魔人シャーキンは再び鳶のように私の頭上を旋回しながら、攻め入る隙を伺っている様子だった。
飛行速度は然程速くはなかったことを鑑みると、空を飛んでいれば此方からの攻撃はないとでも思っているのだろうか?
「人如きでは此れは避けられまい……その身を以て神の裁きを受けるが良い―― 『神羽陣』」
魔人シャーキンがそう叫ぶと、空から無数の白い羽がふわりふわりと落ちて来た。
そして、それらの白い羽は私の周囲一帯に散らばると、私の僅かな動きも見逃さない電探の役割を果たす……。
『神狙撃必中矢』
魔人シャーキンは大きく羽ばたき、左右の翼から私目掛けて3本ずつ羽矢を発射した。それらはまるで、GPSによって正確に誘導されるハイマースの砲弾のようであった。
「流星六重雷」
『キュイン、キュイン、キュイン、キュイン、キュキュィィィーン』
私は即座にこれを躱すのは難しいと判断し、アイアンカイザー(鉄拳鍔)を使った流星の打撃で神狙撃必中矢を迎撃した――
『ドドドドドドォォォ~ン』
弾かれた神狙撃必中矢は地面に衝突して立て続けに爆発する。
「ハァッハッハッハッ~、貴様、動きが止まっているぞ」
魔人シャーキンはゴォ~と羽ばたき急上昇して頂点に達した――
『神狙撃必中矢』
奴は再び矢を4発放つと矢庭にキラリと光って急降下しながら、神龍偃月刀を振り上げて絶対不可避の必殺技を合わせて放った!
「神の雷を受けるがよい――神龍雷鳥衝――』」
神龍偃月刀から雷が発生し魔人シャーキンが雷の光で覆われると、勝利を確信したシャーキンはにやりと笑った。

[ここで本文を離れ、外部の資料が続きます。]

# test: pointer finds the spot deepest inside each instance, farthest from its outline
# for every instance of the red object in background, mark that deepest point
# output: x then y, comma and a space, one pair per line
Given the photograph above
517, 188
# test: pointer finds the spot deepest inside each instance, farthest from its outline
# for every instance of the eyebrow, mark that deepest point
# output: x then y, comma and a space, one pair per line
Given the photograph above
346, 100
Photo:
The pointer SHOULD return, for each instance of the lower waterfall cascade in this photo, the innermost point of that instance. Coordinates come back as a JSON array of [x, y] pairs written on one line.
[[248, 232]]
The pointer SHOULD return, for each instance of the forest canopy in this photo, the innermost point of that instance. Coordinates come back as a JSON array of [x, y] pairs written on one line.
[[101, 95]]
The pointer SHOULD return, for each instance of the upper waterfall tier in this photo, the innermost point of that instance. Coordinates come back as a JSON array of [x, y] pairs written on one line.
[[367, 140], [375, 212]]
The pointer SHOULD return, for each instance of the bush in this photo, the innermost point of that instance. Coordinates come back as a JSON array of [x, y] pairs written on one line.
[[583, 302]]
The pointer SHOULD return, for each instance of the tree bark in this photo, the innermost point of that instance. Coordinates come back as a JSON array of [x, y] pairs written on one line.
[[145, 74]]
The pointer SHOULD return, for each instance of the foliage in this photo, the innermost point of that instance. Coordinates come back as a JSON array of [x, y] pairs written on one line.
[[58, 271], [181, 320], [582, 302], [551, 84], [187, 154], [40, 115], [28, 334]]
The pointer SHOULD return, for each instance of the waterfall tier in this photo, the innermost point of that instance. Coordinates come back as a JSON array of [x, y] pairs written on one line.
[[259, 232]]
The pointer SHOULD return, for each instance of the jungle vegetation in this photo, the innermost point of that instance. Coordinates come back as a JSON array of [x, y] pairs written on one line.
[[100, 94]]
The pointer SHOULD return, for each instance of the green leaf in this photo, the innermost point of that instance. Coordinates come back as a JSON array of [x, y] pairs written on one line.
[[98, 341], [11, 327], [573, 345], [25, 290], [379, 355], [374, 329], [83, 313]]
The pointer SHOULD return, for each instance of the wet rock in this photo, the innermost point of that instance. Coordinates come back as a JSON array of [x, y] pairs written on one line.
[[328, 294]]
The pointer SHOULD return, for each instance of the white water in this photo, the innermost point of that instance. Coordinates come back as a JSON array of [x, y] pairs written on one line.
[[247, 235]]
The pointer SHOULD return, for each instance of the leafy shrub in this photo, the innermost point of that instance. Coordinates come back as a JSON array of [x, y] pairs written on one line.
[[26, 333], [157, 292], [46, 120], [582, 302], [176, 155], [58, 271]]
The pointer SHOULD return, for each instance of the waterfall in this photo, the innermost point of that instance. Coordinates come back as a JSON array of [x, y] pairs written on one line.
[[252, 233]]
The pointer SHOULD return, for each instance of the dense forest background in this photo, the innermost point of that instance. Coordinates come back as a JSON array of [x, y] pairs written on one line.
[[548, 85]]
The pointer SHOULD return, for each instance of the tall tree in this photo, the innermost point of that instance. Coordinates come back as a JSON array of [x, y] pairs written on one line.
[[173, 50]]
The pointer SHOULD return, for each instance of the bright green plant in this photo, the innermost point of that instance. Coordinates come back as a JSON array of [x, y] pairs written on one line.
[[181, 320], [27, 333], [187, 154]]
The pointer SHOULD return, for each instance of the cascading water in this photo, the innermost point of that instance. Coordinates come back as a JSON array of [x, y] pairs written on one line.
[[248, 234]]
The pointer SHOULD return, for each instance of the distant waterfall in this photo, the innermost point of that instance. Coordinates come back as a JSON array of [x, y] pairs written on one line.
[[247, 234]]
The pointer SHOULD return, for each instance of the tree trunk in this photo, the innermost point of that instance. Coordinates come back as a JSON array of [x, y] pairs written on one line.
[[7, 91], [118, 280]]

奴は自身を電光石火の神の一撃として、零戦の如くこちらに向かって特攻してきた――
「勝機! 『林檎加速』」
私が林檎引力を使って魔人シャーキン目掛け急加速して突っ込むと、瞬時に4発の神狙撃必中矢は方向を転換し私の後を追い駆けた。
『お魚咥えたドラ猫~追っかけてぇ~』
走馬灯のようにあの旋律が私の脳裏を過った……。
「まだ――まだ――まだっ――ここだっ――縮空――」
私が魔人シャーキンと神狙撃必中矢の時空から消えた刹那……。
『ドッガァァァ~ン』
神龍雷鳥衝と神狙撃必中矢が衝突して衝撃と爆裂による大爆発が起きた!
「ぐわぁぁぁ……なんだとぉ~……」
自身の必殺技同士の大爆発で魔人シャーキンの動きが止まった……。
「ばっ、ばかな、やっ、奴はどこへ、どこへ消えた? まっ、まさか奴は神より速いというのかっ!?」
「流星雄猫ォォォ~!」
時空を越えて魔人シャーキンの背後に躍り出た私は、猫が小鳥を捕まえるように、側頭部にある大きな翼を左右の手で鷲掴みにした。それと同時に、私の左右の足で奴の腿の外側から巻き込むように挟んだ――
「ニャンパラリン!」
私は釣り天井固めを極めると、空中で三回転しながらぶっ飛びターボ加速し、真っ赤に燃え上がった魔人シャーキンを大地に叩きつけた!
『グワッシャャャーン』
「うぎゃぁぁぁぁぁ〜」
隕石が落下する程の強烈な勢いで地面に叩きつけられ、魔人シャーキンは真っ赤に燃えて黒紫色の魔素となって宙へ消え去った……。
クレーターように大きく円形に陥没)した地面の真ん中には、魔人シャーキンが手にしていた剣が突き刺さっていた。
私はその『神龍偃月刀』と『紫魔石』をアイテム袋にさっさと仕舞うと、セイラさんの下へ急いで駆け寄った――
「セイラさん、セイラさん、大丈夫ですか、大丈夫ですか?」
私はピクリとも動かずに横たわったセイラさんの肩先を叩きながら、耳元で大きな声で呼び掛けたが返事はなかった……。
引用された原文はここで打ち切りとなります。